August CPI: further important progress towards 2% YoY level, marred (only) by a surprise uptick in shelter
– by New Deal democrat
August CPI, with the conspicuous exception of shelter, continued to come in tame. And the list of other “problem children” decreased by 1, as only food away from home (restaurants) and transportation services (motor vehicle insurance and repairs) remain.
Let’s get the headlines out of the way:
– Headline CPI continued increased 0.2% for the month, and decelerated to 2.6% YoY, its best showing since February of 2021.
– energy inflation remains non-existent
– there was no inflation at all excluding shelter, as prices were unchanged, and are up 1.1% YoY, the 16th month in a row the YoY change has been below 2.5%.
– shelter inflation was the only negative surprise, as it remained very elevated, up 0.5% for the month and 5.2% YoY, the highest YoY change in three months.
– core inflation, which includes shelter but excludes gas and food, therefore remained elevated, up 0.3% for the months and 3.2% YoY.
Let’s break this down graphically to better show the trends.
Here are headline (blue), core (red), and ex-shelter (gold) inflation YoY:
To repeat what I have said for months, the only reason for the Fed not to treat inflation as well within its target zone is shelter.
Turning to the big remaining issue of shelter. The upside surprise appears to be due to an upward spike in owners’ equivalent rent (red), which spiked higher by 0.5% in the month, vs. actual rent (blue), which increased 0.37%, and so was rounded up to 0.4%:
As a result, shelter on a YoY basis increased YoY, here shown vs. the FHFA Index YoY (blue), which has rolled back over:
This was an unpleasant surprise, but may be a quirk of unresolved post-pandemic seasonality or a one-month wonder, as the leading indicators for shelter inflation all continue to point towards continued deceleration.
With gas prices down for the month, energy showed -0.8% *deflation* and is down -4.0% YoY:
The former problem children of new (dark blue) and used (light blue) vehicle prices were unchanged and down -1.0% for the month, are are down -1.8% and -10.4% YoY respectively (shown as the change since right before the pandemic, below). I also show average hourly nonsupervisory wages (red) for comparison, showing that wage growth has actually outpaced vehicle prices (meaning the remaining problem there is interest rates for financing):
Note that used vehicle prices have given back over 50% of their post-pandemic gain.
Electricity (gold) also ended its run as one of the remaining problem children, as it declined -0.7% for the month and is up 3.9% YoY. That leaves food away from home (blue), up 0.3% and transportation services including vehicle maintenance, repair, and insurance (red), up 0.9%. On a YoY basis they remain up 4.0%, and 7.9% respectively, although even those two items are trending downward:
As I have previously pointed out, the last item is a typical delayed reaction to the previous big increase in vehicle prices.
Finally, the CPI release allows me to update the very important metric of real aggregate nonsupervisory payrolls, which once again made a new record high:
Ordinary workers have more spending money, in real terms, than they have ever had before. There has *never* been a recession without that turning down first.
In conclusion, the Fed has really had all the ammunition it has needed to cut interest rates for months. With the sharp YoY deceleration in the headline rate in August, it has even more. If we remove shelter from the core index, that too is only up 1.8% YoY. The outstanding question is whether the Fed has waited too long, and a recession will occur before lower interest rates turn around the now-tepid labor market.
The Bonddad Blog
July CPI: almost everything except fictitious shelter costs are getting close to the Fed’s comfort range, Angry Bear, by New Deal democrat
Excellent article.
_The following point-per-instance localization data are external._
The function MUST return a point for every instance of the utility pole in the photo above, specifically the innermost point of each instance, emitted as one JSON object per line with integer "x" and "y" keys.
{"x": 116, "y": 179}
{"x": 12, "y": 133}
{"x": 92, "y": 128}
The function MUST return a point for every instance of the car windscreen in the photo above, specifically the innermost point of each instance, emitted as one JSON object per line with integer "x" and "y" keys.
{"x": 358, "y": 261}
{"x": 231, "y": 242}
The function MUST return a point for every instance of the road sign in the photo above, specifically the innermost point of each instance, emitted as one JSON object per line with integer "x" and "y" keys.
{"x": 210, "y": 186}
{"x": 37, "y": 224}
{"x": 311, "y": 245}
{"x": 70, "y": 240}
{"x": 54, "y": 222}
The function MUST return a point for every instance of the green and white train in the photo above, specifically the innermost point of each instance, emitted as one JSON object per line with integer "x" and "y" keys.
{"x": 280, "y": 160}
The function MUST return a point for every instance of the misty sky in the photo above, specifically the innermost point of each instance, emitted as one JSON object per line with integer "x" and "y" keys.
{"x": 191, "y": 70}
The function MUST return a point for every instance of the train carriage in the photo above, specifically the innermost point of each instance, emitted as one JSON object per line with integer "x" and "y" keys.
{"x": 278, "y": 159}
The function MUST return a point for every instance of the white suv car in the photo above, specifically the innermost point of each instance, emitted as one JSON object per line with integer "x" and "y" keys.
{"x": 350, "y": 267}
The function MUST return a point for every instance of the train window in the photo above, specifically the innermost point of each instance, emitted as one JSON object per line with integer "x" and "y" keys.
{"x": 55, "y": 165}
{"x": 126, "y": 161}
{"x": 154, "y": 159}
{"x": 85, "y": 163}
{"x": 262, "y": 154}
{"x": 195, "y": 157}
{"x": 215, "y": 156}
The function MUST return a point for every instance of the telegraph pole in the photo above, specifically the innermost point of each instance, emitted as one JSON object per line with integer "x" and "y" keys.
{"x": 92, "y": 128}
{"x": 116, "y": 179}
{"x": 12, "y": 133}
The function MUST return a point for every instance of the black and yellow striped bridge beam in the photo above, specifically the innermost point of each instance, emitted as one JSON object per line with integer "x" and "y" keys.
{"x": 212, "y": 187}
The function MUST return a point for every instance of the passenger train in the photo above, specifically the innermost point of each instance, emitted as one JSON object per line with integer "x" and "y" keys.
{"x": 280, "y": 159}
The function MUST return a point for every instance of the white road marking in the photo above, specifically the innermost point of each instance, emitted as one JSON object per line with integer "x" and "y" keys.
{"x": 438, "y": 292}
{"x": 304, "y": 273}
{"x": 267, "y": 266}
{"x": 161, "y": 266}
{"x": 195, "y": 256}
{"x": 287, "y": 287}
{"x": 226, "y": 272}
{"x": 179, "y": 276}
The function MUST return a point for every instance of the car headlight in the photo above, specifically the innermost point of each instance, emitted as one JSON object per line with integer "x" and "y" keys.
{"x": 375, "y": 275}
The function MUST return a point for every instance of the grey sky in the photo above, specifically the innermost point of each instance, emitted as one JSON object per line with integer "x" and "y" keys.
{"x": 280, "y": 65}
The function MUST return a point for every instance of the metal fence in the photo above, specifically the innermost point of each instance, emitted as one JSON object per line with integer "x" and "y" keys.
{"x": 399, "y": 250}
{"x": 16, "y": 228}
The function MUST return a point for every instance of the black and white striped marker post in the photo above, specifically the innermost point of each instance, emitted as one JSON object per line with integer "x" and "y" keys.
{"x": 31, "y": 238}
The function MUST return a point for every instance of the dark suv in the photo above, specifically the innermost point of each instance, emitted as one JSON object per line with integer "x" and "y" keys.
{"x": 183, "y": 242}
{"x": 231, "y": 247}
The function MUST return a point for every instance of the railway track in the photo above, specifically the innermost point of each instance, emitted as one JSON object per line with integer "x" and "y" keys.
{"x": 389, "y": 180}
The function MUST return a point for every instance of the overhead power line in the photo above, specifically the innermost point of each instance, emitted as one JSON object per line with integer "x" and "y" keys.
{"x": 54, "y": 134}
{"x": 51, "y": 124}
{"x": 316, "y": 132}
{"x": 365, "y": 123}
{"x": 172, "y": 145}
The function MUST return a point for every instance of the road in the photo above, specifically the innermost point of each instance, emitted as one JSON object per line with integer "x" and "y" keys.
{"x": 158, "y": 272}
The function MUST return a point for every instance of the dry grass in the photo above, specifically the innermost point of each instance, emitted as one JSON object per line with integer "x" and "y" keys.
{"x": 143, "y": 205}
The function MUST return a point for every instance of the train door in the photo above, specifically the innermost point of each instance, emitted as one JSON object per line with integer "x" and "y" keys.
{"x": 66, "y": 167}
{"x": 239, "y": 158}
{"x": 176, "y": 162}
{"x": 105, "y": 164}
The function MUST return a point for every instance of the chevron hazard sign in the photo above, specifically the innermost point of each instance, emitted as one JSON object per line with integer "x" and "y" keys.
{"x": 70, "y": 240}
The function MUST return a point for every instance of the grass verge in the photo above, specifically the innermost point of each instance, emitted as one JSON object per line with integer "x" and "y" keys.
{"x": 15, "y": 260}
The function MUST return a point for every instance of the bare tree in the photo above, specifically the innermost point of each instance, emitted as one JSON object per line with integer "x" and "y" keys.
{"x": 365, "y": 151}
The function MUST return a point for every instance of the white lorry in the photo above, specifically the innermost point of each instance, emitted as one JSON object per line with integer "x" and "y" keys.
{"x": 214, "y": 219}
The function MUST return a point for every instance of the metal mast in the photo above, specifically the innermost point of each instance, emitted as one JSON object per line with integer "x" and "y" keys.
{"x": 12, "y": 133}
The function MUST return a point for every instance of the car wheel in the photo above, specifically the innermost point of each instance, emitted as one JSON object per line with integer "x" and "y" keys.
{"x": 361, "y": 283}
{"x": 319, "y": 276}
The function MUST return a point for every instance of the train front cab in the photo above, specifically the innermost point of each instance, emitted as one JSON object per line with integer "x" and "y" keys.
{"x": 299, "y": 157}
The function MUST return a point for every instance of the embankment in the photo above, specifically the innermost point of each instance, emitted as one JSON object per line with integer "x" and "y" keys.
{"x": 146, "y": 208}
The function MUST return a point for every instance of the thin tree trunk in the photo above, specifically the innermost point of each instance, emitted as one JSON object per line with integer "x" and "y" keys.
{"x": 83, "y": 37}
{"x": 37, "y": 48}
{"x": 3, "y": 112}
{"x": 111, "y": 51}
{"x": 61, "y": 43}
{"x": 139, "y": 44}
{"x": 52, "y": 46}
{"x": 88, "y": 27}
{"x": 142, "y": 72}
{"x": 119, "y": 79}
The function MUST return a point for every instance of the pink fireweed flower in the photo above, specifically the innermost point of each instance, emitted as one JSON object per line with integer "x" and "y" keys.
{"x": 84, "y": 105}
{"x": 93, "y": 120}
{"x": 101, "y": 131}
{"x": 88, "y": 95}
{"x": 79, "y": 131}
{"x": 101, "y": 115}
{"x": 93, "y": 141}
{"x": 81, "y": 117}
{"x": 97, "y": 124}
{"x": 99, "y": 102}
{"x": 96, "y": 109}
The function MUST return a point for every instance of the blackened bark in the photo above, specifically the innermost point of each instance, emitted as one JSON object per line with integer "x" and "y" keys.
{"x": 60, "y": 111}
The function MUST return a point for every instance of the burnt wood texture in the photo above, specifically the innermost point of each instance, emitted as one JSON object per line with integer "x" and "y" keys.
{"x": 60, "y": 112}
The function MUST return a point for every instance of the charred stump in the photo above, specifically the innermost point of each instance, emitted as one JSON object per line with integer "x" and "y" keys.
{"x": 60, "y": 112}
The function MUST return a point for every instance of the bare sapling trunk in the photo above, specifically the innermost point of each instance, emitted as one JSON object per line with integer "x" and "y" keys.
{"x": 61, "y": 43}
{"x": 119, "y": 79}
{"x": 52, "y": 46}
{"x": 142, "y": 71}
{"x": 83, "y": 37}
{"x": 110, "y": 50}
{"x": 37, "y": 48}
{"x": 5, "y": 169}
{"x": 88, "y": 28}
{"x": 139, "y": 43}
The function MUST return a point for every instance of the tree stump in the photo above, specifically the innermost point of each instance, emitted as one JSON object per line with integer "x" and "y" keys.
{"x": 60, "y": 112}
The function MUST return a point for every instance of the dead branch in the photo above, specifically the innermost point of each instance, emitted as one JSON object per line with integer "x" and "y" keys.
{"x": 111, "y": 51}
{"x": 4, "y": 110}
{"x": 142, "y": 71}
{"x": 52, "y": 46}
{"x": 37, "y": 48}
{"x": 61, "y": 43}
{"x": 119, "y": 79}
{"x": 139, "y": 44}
In addition, I would like to add that the FED has done a good job as can be done with lagging numbers. The problem is the revisions. BLS has been revising jobs number every month for the last year or more; almost makes one suspicious. I think we should end the FED and just let the market decide with the 2 year treasury. Makes a lot more sense than employing 100,000 government employees and being wrong about supply shocks when the treasury market sniffed it out 5 months before.
SG:
Reality is not in thinking. It is in the course of events leading up to a particular scenario and then making adjustments to meet it. Unfortunately, a few entities have an oversized influence on the economy with their planned and unplanned actions which can impact the overall economy. 2008 was one of those scenarios. The Market deciding what needed to be done was the culprit leading up to the bailing out of banks and pseudo-banks or what was called Wall Street by Main Street.